Statistics didn't give job security to Fielder


August 09, 1998|By Peter Schmuck | Peter Schmuck,SUN STAFF

ANAHEIM, Calif. -- Obviously, Anaheim Angels general manager Bill Bavasi is a student of the great 19th century British prime minister Benjamin Disraeli.

Disraeli is often credited for the famous indictment of statistical analysis, proclaiming that there are three kinds of lies -- "lies, damn lies and statistics." It was Bavasi who ignored the numbers on Wednesday and designated first baseman/designated hitter Cecil Fielder for assignment.

Strange but true: Fielder was tied for the club lead with 68 RBIs, but the Angels had to move someone off the roster to make room for the return of catcher Todd Greene. Fielder -- despite the numbers -- was an obvious choice because of his lack of speed and versatility.

The Angels got younger and quicker. The departure of Fielder allows manager Terry Collins to play veteran Dave Hollins at first base and top prospect Troy Glaus at third. Tim Salmon, hobbled by a foot injury, had moved into the full-time DH role, reducing Fielder to a large presence in the dugout.

Though he was more productive than Hollins at the plate, he was more expendable because he was signed only through the end of the 1998 season. Hollins had recently satisfied the statistical requirements to lock in a 1999 option year, so he isn't going anywhere.

Fielder probably deserved better. He was the driving force in the Angels' early summer surge, driving in 29 runs in June to carry the Angels to the best month (22-6) in franchise history. But he had hit just .214 with 11 RBIs over the past six weeks.

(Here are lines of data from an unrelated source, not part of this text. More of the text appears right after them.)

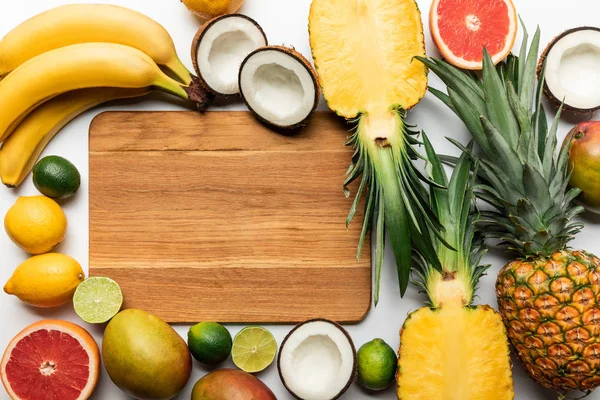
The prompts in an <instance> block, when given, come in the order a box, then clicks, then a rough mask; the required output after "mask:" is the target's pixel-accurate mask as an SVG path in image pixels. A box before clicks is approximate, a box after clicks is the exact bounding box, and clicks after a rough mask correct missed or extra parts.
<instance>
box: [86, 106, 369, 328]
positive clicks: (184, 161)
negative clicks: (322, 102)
mask: <svg viewBox="0 0 600 400" xmlns="http://www.w3.org/2000/svg"><path fill="white" fill-rule="evenodd" d="M348 128H349V126H348V125H346V124H345V123H344V122H343V121H341V120H340V119H339V118H337V117H335V116H334V115H333V114H330V113H319V114H316V115H315V116H314V117H313V118H312V119H311V121H310V123H309V125H308V127H307V128H305V129H304V130H301V131H300V132H298V133H297V134H295V135H284V134H281V133H276V132H273V131H271V130H269V129H267V128H265V127H264V126H262V125H260V124H259V123H257V122H256V121H255V120H254V119H253V118H252V116H251V115H250V114H249V113H247V112H208V113H205V114H199V113H195V112H108V113H103V114H101V115H99V116H98V117H96V118H95V119H94V121H93V122H92V125H91V128H90V166H89V167H90V275H92V276H109V277H111V278H113V279H115V280H116V281H117V282H119V284H120V285H121V287H122V289H123V293H124V296H125V307H127V308H142V309H144V310H146V311H149V312H152V313H154V314H157V315H158V316H160V317H162V318H163V319H165V320H166V321H168V322H175V323H177V322H181V323H184V322H188V323H189V322H198V321H219V322H265V323H269V322H271V323H295V322H299V321H303V320H306V319H309V318H316V317H321V318H329V319H333V320H335V321H339V322H345V323H353V322H358V321H360V320H362V319H363V318H364V317H365V315H366V313H367V311H368V310H369V308H370V304H371V257H370V246H369V240H367V241H366V245H365V246H364V249H363V254H362V257H361V259H360V260H359V261H356V258H355V256H356V249H357V243H358V238H359V235H360V228H361V221H362V214H361V213H357V216H356V217H355V218H356V220H355V222H354V223H352V224H351V225H350V228H349V229H348V230H347V229H346V226H345V219H346V216H347V213H348V209H349V207H350V205H351V199H346V198H345V197H344V194H343V192H342V182H343V178H344V173H345V171H346V169H347V167H348V164H349V161H350V156H351V149H349V148H347V147H344V141H345V139H346V136H347V129H348ZM359 208H360V209H362V204H361V206H360V207H359Z"/></svg>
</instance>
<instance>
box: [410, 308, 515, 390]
mask: <svg viewBox="0 0 600 400" xmlns="http://www.w3.org/2000/svg"><path fill="white" fill-rule="evenodd" d="M400 343H401V346H400V351H399V354H400V357H399V364H398V398H399V399H452V398H456V399H461V400H489V399H494V400H512V399H513V398H514V390H513V384H512V376H511V368H510V367H511V366H510V357H509V348H508V343H507V338H506V331H505V329H504V325H503V323H502V318H501V317H500V315H499V314H498V313H496V312H495V311H494V310H493V309H491V308H490V307H488V306H478V307H476V308H472V309H471V308H467V307H463V306H462V305H455V306H450V307H442V308H441V309H439V310H432V309H430V308H421V309H420V310H418V311H416V312H414V313H412V314H411V315H410V316H409V317H408V319H407V320H406V322H405V323H404V327H403V329H402V333H401V335H400ZM423 382H427V384H425V385H424V384H423ZM482 382H485V384H482Z"/></svg>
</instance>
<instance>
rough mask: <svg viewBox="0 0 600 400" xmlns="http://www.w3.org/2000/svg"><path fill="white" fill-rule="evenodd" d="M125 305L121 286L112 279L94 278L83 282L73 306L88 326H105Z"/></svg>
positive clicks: (98, 277) (91, 278) (77, 293)
mask: <svg viewBox="0 0 600 400" xmlns="http://www.w3.org/2000/svg"><path fill="white" fill-rule="evenodd" d="M122 305H123V293H122V292H121V288H120V287H119V284H118V283H117V282H115V281H113V280H112V279H110V278H105V277H100V276H94V277H91V278H88V279H86V280H85V281H83V282H81V283H80V284H79V286H78V287H77V290H76V291H75V295H74V296H73V306H74V307H75V312H76V313H77V315H79V317H80V318H81V319H82V320H84V321H85V322H87V323H88V324H103V323H105V322H108V321H110V319H111V318H112V317H114V316H115V315H117V313H118V312H119V311H120V310H121V306H122Z"/></svg>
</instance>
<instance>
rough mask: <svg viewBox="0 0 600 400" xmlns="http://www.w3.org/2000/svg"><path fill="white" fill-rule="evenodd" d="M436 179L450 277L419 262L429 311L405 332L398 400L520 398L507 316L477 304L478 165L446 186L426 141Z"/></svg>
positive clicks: (482, 253) (428, 143) (510, 398)
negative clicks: (476, 169)
mask: <svg viewBox="0 0 600 400" xmlns="http://www.w3.org/2000/svg"><path fill="white" fill-rule="evenodd" d="M425 146H426V149H427V154H428V158H429V160H430V162H431V167H432V168H431V172H432V176H433V178H434V180H435V181H436V182H438V183H440V184H444V185H446V184H447V186H448V190H447V191H444V190H440V189H435V188H434V189H432V190H431V204H432V207H433V210H434V212H435V213H436V215H437V216H438V218H439V220H440V222H441V223H442V225H444V227H445V228H446V231H445V232H444V239H445V240H446V241H447V242H448V243H449V244H450V245H452V247H453V248H454V249H456V251H453V250H450V249H448V248H447V247H446V246H444V245H443V244H442V243H441V242H440V241H439V240H438V242H437V246H436V252H437V254H438V257H439V258H440V260H441V262H442V266H443V272H441V273H440V272H439V271H437V270H435V269H434V268H432V266H431V265H430V264H428V263H427V262H426V261H425V260H423V259H422V258H420V262H419V263H418V265H419V267H420V268H419V269H418V270H417V271H418V274H419V276H420V278H421V279H420V284H421V286H422V288H423V289H425V291H426V292H427V295H428V296H429V302H430V307H423V308H421V309H419V310H417V311H415V312H413V313H412V314H411V315H410V316H409V317H408V319H407V320H406V321H405V323H404V326H403V327H402V331H401V333H400V350H399V357H398V372H397V381H398V398H400V399H401V400H421V399H436V400H510V399H513V398H514V389H513V381H512V372H511V363H510V351H509V347H508V338H507V335H506V329H505V328H504V324H503V322H502V318H501V316H500V314H498V313H497V312H496V311H494V310H493V309H492V308H491V307H489V306H477V307H474V306H472V305H471V303H472V301H473V297H474V293H475V287H476V285H477V283H478V281H479V278H480V277H481V276H482V274H483V273H484V272H485V270H486V269H487V266H480V265H479V262H480V260H481V257H483V255H484V254H485V251H484V250H483V249H482V247H481V246H482V244H483V242H482V240H481V237H480V235H479V233H478V232H476V231H475V228H474V225H475V221H476V220H477V218H478V215H477V213H476V210H475V209H474V207H472V203H473V200H474V194H473V183H474V182H473V178H470V176H469V175H470V170H471V162H470V160H469V158H468V156H467V155H466V154H465V155H463V157H462V158H461V159H460V161H459V162H458V164H457V166H456V169H455V171H454V173H453V175H452V178H451V179H450V182H447V180H446V177H445V173H444V170H443V168H442V166H441V163H440V161H439V159H437V156H436V155H435V152H434V151H433V148H432V147H431V144H430V143H429V142H428V141H427V140H425Z"/></svg>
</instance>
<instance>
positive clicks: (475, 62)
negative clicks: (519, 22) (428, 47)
mask: <svg viewBox="0 0 600 400" xmlns="http://www.w3.org/2000/svg"><path fill="white" fill-rule="evenodd" d="M429 27H430V30H431V36H432V37H433V41H434V42H435V45H436V46H437V48H438V50H439V51H440V53H441V54H442V55H443V56H444V58H445V59H446V60H447V61H448V62H449V63H450V64H453V65H455V66H457V67H459V68H464V69H470V70H480V69H481V66H482V61H483V49H484V48H485V49H487V51H488V53H490V56H491V57H492V61H493V62H494V64H496V63H498V62H500V61H502V60H503V59H504V58H506V56H507V55H508V54H509V53H510V51H511V49H512V47H513V44H514V43H515V38H516V37H517V12H516V10H515V6H514V5H513V3H512V1H511V0H434V1H433V3H432V4H431V10H430V13H429Z"/></svg>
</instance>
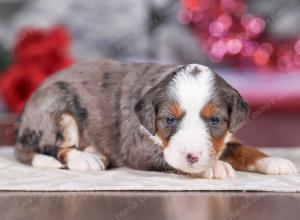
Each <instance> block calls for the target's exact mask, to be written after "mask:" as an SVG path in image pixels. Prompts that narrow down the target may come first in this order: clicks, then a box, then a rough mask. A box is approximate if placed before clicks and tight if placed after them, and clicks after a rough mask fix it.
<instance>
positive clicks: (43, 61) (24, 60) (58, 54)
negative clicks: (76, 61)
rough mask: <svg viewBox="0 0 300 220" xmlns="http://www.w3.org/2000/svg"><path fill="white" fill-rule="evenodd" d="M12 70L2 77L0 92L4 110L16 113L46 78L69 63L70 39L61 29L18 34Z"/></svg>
mask: <svg viewBox="0 0 300 220" xmlns="http://www.w3.org/2000/svg"><path fill="white" fill-rule="evenodd" d="M16 42H17V43H16V45H15V48H14V49H13V61H14V62H13V66H11V67H10V68H9V69H7V70H6V71H5V72H4V73H3V78H2V80H1V81H0V85H1V87H0V92H1V93H2V95H3V99H4V101H5V102H6V103H7V105H8V107H10V109H11V110H13V111H15V112H19V111H20V110H21V109H22V108H23V106H24V104H25V103H26V101H27V99H28V98H29V97H30V95H31V94H32V93H33V92H34V91H35V89H36V88H37V87H38V86H39V85H40V83H41V82H42V81H43V80H44V79H45V78H46V77H48V76H49V75H51V74H53V73H55V72H57V71H59V70H62V69H64V68H66V67H68V66H70V65H71V64H72V63H73V59H72V58H71V56H70V54H69V43H70V37H69V35H68V34H67V32H66V31H65V29H63V27H60V26H59V27H55V28H53V29H51V30H50V31H48V30H42V29H37V28H27V29H24V30H23V31H21V32H20V33H19V34H18V37H17V40H16Z"/></svg>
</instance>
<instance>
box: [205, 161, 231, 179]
mask: <svg viewBox="0 0 300 220" xmlns="http://www.w3.org/2000/svg"><path fill="white" fill-rule="evenodd" d="M199 176H200V177H202V178H206V179H232V178H234V177H235V171H234V169H233V168H232V166H231V165H230V164H229V163H227V162H224V161H221V160H218V161H217V162H216V163H215V165H214V166H213V167H211V168H209V169H207V170H205V171H203V172H202V173H200V175H199Z"/></svg>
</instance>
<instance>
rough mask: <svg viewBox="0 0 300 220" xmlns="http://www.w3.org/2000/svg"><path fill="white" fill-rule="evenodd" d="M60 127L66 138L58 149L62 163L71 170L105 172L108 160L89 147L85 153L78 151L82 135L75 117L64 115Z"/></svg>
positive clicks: (62, 117) (64, 137) (60, 121)
mask: <svg viewBox="0 0 300 220" xmlns="http://www.w3.org/2000/svg"><path fill="white" fill-rule="evenodd" d="M59 127H60V128H61V130H62V133H63V137H64V141H63V143H62V144H61V145H60V147H59V149H58V155H57V157H58V159H59V160H60V161H62V162H63V163H65V164H66V165H67V167H68V168H69V169H71V170H80V171H97V170H105V168H106V166H107V159H106V158H105V157H104V156H103V155H101V154H100V153H98V152H97V151H96V149H94V148H92V147H87V148H86V149H85V150H84V151H80V150H78V147H79V138H80V134H79V128H78V126H77V123H76V120H75V119H74V117H73V116H71V115H69V114H63V115H62V117H61V121H60V123H59ZM91 149H93V150H91Z"/></svg>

He probably will catch on with someone after the 10-day assignment period expires. The Angels, after all, will be responsible for almost all of his remaining salary, even if he is picked up by another club.

San Francisco Giants manager Dusty Baker wanted Joe Carter and Shawon Dunston, two veterans that he felt would provide veteran leadership, balance his roster and allow him more flexibility down the stretch.

Neither one of them, however, has been particularly productive so far.

Carter is batting .167 with just five hits and one RBI since the Giants sent a prospect to the Orioles for him. Dunston had just two hits (including a homer) in his first 14 at-bats in a Giants uniform, entering last night's game against the Braves.

Brother act

There were no recriminations after the Los Angeles Dodgers traded second baseman Wilton Guerrero to the Montreal Expos in the deal that brought them pitcher Carlos Perez.

Quite the contrary. Guerrero thanked the Dodgers for the opportunity to play in the major leagues and -- more importantly -- for the opportunity to go to the struggling Expos.

The trade was a dream come true for Guerrero, who has been reunited with his brother, Vladimir, in Montreal.

"I feel very good to be in Montreal and very good about being with my brother," Guerrero told the Los Angeles Times. "I learned lot with the Dodgers, and I appreciate the opportunity, but I think Montreal is the best place for me now. I think it is something I need now."

Guerrero had trouble following up on his strong rookie season in 1997 and apparently was slow to adjust to pennant-race pressure. Now, he'll get the chance to develop along with the rest of a young Expos club and have the added comfort of playing alongside his brother.

"This was something we both wanted for a long time," Vladimir said. "When you have a chance to play in the big leagues with your brother, that is a very special thing."

Wood not brittle

Chicago Cubs pitching phenom Kerry Wood took such a beating at the hands of the expansion Arizona Diamondbacks last week that concern surfaced his talented arm might be wilting under the wear and tear of the long major-league season.

He doesn't think so.

"There's nothing wrong with my arm. There's nothing wrong with my arm. Print that. There is nothing wrong with my arm," Wood said.

If Cubs manager Jim Riggleman is worried about his new franchise pitcher, he isn't letting on.

"Some days you just get hit," Riggleman said. "They hit him hard today, but he battled through it."

Expansion derby

The true impact of expansion on the quality of major-league pitching may not be measurable, but there is some clear evidence that one of the new teams has already had an impact on the multi-player assault on baseball's single-season home run record.

The game's three top home run hitters -- Mark McGwire, Sammy Sosa and Ken Griffey -- all have padded their outstanding numbers against the expansion Arizona Diamondbacks.

Sosa completed the season series against the Diamondbacks with a .319 average, 15 hits, five home runs and two grand slams in 12 games. McGwire appeared in eight games and had four homers (one grand slam) and nine RBIs. And Griffey hit two home runs in a three-game interleague series.

"I gave up a bomb to Mark McGwire earlier in the year. Now I gave up one to Sammy," said pitcher Andy Benes, who gave up a two-run shot to Sosa on Wednesday. "There is no prejudice on my part who breaks the record. I helped both of them."